Civilisation has reached a status today when the next higher status can be and
must be at-tempted. Man has risen to a considerable height in the mental
sphere; the time and occasion are now here to step beyond into the supramental,
the dynamically spiritual. Dangers are ahead, even around and close: all the
forces of the infra-human, the submerged urges of animal atavism are pushing
and pulling man down to a regression, to a reversion to type. The choice
is indeed crucial. If the civilisation is to perish, it means mankind has to
start over again its life course, begin, that is to say, at the baby stage,
once more to go through the slow process of centuries to acquire the mastery
that has been attained in the physical, the vital and the mental domains.

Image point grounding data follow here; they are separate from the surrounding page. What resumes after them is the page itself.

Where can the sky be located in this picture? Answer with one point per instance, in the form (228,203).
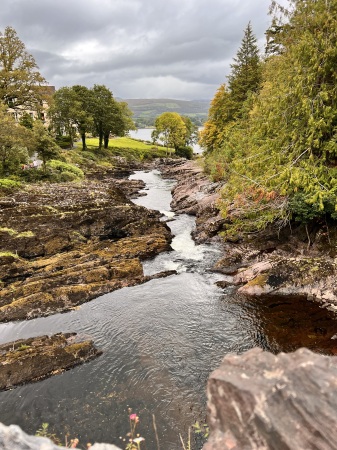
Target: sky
(179,49)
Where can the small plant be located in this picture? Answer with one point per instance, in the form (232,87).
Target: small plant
(44,432)
(13,255)
(134,438)
(22,348)
(202,429)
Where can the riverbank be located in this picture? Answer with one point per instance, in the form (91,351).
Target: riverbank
(64,244)
(271,265)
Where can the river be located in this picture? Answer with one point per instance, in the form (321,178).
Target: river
(144,134)
(160,341)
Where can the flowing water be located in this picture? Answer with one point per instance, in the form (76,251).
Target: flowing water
(160,341)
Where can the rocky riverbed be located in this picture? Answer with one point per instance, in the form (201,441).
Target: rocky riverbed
(64,244)
(39,357)
(269,265)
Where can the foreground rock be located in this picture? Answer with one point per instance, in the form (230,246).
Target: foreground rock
(64,244)
(36,358)
(13,438)
(261,401)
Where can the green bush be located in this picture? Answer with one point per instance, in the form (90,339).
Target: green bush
(68,176)
(184,152)
(63,141)
(62,167)
(7,183)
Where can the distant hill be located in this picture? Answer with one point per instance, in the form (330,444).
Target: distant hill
(146,110)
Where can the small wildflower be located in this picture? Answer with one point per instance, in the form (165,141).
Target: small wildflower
(74,443)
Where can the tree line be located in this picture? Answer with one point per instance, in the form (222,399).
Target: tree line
(271,133)
(71,110)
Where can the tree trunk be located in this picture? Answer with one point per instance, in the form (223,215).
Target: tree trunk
(100,141)
(84,145)
(106,140)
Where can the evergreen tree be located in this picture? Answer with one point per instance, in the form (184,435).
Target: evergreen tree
(20,80)
(245,76)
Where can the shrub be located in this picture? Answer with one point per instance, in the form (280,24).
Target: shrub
(68,176)
(63,167)
(184,152)
(63,141)
(7,183)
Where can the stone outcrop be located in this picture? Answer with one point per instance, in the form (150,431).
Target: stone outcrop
(13,438)
(64,244)
(194,194)
(261,401)
(39,357)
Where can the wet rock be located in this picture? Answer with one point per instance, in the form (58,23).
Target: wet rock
(312,278)
(66,244)
(262,401)
(163,274)
(39,357)
(13,438)
(195,194)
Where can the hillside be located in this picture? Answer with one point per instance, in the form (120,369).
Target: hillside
(146,110)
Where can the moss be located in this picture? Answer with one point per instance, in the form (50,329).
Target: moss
(260,280)
(13,255)
(25,234)
(9,231)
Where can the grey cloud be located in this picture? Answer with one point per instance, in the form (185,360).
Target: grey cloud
(135,47)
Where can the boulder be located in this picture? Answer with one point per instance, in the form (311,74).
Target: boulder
(261,401)
(39,357)
(13,438)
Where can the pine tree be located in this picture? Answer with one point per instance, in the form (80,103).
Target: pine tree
(20,80)
(245,76)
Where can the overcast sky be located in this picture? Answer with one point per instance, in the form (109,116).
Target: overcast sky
(177,49)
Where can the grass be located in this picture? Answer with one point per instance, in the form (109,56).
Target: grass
(131,149)
(122,142)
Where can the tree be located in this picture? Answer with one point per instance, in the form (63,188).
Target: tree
(64,112)
(281,157)
(171,129)
(246,72)
(15,144)
(192,134)
(109,116)
(82,111)
(44,144)
(20,80)
(220,114)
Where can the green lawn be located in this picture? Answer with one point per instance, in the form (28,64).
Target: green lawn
(123,142)
(125,146)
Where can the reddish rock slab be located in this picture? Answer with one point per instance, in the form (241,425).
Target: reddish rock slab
(260,401)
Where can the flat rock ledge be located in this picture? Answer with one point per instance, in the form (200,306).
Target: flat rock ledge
(260,401)
(196,195)
(64,244)
(13,438)
(36,358)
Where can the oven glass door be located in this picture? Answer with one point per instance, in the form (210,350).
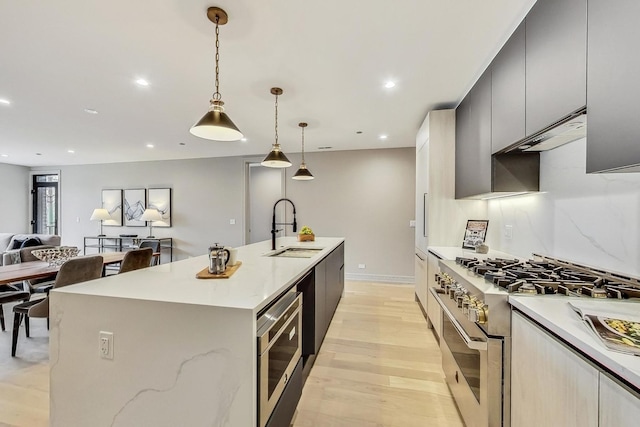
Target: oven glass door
(467,359)
(281,354)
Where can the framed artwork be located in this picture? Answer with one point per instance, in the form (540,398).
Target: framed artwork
(160,199)
(112,202)
(134,206)
(475,233)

Already there have been such lost periods in man's evolution now submerged in
his consciousness and their gains are being with difficulty recovered. But a
landslide at this critical hour will be a colossal catastrophe – humanly
speaking, something almost irremediable.
Page – 216 For
here is the sense of the crisis. The mantra given for the new age is
that man shall be transcended and in the process, man, as he is, shall go. Man
shall go, but something of the vehicle that the present cycle has prepared will
remain. For, that precisely has been the function of the passing civilisation,
especially in its later stages, viz, to build up a terrestrial temple for the
Lord. The aberration and deformation, rampant today, mean only an excess of
stress upon this aspect, upon the external presentation which was ignored or
not sufficiently considered in the earlier and higher curves of the present
civilisation. The spiritual values have gone down, because the material values
came to be regarded as valueless and this upset the economy or balance in
Nature. It is true that we have gone far, too far in our revanche.
And the problem that faces us today is this: whether mankind will be able
to change sufficiently and grow into the higher being that shall inhabit the
earth as its crown in the coming cycle or, being unable, will go totally,
disappear altogether or be relegated to the backwater of earthly life, somewhat
like the aboriginal tribes of today.